Mikhail Brusnev

Brusnev, Mikhail Ivanovich

 

Born Jan. 13 (25), 1864, in the stanitsa (large cossack village) of Storozhevaia in the Kuban’; died July 1, 1937, in Leningrad. Organizer of one of the first social democratic groups in Russia.

Brusnev was born into the family of a cossack cornet. He was active in the revolutionary movement from 1881. He completed the St. Petersburg Technological Institute in 1891. In 1889 he united students of Marxist inclinations from the technological, forestry, and mining institutes and the University of St. Petersburg with workers’ circles which had been previously connected with D. Blagoev’s and P. V. Tochisskii’s groups. Brusnev was the head of the committee that directed the organization’s work. He also took charge of the circles’ supply of illegal literature and books for independent study, organized a newspaper printed by hectograph, and issued several proclamations. During 1890-91 he participated in the presentation of an address to N. V. Shelgunov from workers and in a demonstration at Shelgunov’s funeral, and he organized the celebration of the first May Day in Russia.
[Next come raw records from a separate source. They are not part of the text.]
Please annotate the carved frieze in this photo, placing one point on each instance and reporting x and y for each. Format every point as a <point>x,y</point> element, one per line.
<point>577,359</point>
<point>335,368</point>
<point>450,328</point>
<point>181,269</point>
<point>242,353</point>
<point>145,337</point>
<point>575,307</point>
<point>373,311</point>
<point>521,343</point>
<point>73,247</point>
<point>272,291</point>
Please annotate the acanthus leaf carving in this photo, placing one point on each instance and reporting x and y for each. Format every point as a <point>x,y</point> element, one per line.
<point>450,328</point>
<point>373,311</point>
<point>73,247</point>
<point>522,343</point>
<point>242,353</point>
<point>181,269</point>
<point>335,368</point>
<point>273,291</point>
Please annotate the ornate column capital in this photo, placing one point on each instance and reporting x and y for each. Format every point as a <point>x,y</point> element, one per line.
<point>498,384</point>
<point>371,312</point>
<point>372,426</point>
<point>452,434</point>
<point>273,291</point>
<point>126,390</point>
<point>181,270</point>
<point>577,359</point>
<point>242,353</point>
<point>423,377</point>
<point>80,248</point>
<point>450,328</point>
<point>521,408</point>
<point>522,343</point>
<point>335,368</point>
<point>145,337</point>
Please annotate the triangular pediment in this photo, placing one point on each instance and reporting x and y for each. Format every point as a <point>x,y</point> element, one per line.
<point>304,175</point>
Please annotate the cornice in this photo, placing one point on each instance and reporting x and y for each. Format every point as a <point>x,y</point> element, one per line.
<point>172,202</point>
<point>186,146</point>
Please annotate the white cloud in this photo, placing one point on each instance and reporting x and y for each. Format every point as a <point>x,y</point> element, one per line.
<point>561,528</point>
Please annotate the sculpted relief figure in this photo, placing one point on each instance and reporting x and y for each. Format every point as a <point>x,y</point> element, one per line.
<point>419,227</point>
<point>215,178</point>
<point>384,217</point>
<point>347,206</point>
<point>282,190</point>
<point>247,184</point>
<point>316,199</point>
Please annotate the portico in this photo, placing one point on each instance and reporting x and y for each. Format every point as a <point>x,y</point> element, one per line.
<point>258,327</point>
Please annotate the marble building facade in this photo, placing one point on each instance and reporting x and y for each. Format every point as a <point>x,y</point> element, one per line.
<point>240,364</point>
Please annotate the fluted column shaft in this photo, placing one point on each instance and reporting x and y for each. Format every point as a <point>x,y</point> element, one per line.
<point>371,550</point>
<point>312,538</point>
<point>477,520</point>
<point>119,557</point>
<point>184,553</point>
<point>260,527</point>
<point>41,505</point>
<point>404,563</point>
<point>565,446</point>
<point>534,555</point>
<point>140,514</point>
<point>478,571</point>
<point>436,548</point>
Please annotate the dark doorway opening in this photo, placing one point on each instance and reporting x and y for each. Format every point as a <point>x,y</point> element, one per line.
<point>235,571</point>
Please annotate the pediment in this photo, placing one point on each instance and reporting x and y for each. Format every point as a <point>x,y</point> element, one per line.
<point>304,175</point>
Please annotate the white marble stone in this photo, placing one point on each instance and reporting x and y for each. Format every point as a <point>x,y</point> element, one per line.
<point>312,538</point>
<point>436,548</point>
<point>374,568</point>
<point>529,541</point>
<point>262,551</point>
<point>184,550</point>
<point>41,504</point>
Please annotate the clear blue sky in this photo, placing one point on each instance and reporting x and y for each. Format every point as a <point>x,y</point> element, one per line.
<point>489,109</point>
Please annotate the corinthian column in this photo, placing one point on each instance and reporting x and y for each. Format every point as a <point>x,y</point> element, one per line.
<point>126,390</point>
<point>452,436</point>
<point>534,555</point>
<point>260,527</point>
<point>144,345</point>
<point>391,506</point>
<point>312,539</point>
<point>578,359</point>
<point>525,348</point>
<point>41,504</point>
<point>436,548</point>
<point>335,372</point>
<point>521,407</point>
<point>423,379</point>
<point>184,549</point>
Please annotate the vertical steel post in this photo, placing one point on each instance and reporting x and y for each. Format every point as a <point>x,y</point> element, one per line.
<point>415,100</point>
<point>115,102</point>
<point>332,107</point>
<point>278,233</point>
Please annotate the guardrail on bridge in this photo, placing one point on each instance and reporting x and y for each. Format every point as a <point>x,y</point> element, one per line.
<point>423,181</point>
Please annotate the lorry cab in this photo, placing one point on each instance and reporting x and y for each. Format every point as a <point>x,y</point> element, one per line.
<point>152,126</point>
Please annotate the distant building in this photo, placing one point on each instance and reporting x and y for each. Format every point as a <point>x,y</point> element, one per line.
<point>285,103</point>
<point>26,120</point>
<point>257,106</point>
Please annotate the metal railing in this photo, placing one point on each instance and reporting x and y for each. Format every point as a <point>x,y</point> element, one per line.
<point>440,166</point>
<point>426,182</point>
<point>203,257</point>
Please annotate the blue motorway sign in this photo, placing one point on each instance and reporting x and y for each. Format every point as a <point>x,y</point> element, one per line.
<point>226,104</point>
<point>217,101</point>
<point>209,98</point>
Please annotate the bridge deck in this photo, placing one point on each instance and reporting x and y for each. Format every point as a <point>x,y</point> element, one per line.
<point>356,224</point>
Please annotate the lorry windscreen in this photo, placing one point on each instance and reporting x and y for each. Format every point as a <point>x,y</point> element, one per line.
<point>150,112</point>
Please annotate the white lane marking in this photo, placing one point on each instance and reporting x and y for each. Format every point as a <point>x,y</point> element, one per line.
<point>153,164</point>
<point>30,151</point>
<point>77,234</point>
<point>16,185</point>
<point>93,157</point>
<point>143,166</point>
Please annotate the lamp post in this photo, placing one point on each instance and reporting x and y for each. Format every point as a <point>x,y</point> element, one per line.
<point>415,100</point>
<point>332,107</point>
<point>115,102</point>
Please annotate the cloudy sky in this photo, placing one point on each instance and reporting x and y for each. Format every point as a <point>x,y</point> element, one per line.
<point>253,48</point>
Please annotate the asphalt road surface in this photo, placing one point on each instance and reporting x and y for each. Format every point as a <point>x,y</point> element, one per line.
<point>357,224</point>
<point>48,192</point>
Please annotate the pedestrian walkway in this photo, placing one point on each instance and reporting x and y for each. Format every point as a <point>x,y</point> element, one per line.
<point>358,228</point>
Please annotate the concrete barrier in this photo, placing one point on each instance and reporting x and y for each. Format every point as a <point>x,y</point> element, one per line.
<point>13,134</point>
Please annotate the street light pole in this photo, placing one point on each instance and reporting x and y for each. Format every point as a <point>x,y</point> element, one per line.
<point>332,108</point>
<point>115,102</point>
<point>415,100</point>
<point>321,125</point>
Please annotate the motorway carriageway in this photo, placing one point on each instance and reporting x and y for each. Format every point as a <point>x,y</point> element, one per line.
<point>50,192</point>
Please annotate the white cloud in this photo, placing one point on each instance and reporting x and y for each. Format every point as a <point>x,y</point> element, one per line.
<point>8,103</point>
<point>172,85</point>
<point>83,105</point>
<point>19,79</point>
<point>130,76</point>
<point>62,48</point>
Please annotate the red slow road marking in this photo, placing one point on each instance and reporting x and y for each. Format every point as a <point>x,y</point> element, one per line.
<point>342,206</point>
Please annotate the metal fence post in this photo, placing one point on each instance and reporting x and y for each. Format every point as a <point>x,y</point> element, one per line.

From 1891, Brusnev worked as a technologist in the Moscow workshops of the Moscow-Brest railroad, founded new social democratic circles, and established connections with circles in Tula, Nizhny Novgorod, Kharkov, and Kiev and with Plekhanov’s group, Liberation of Labor, from which he obtained a large supply of illegal literature. Arrested in April 1892, he spent four years in prison and was then exiled to Yakutia. From 1901 he took part in a Russian arctic expedition; he returned to St. Petersburg in 1904. He joined the Engineers’ Union, a social democratic group. In 1907, Brusnev was among the electors to the State Duma from the left bloc (Bolsheviks and Socialist Revolutionaries). Subsequently, he retired from political activity.

WORKS

“Vozniknovenie pervykh sotsial-demokraticheskikh organizatsii (vospominaniia).” Proletarskaia revoliutsiia, 1923, no. 2.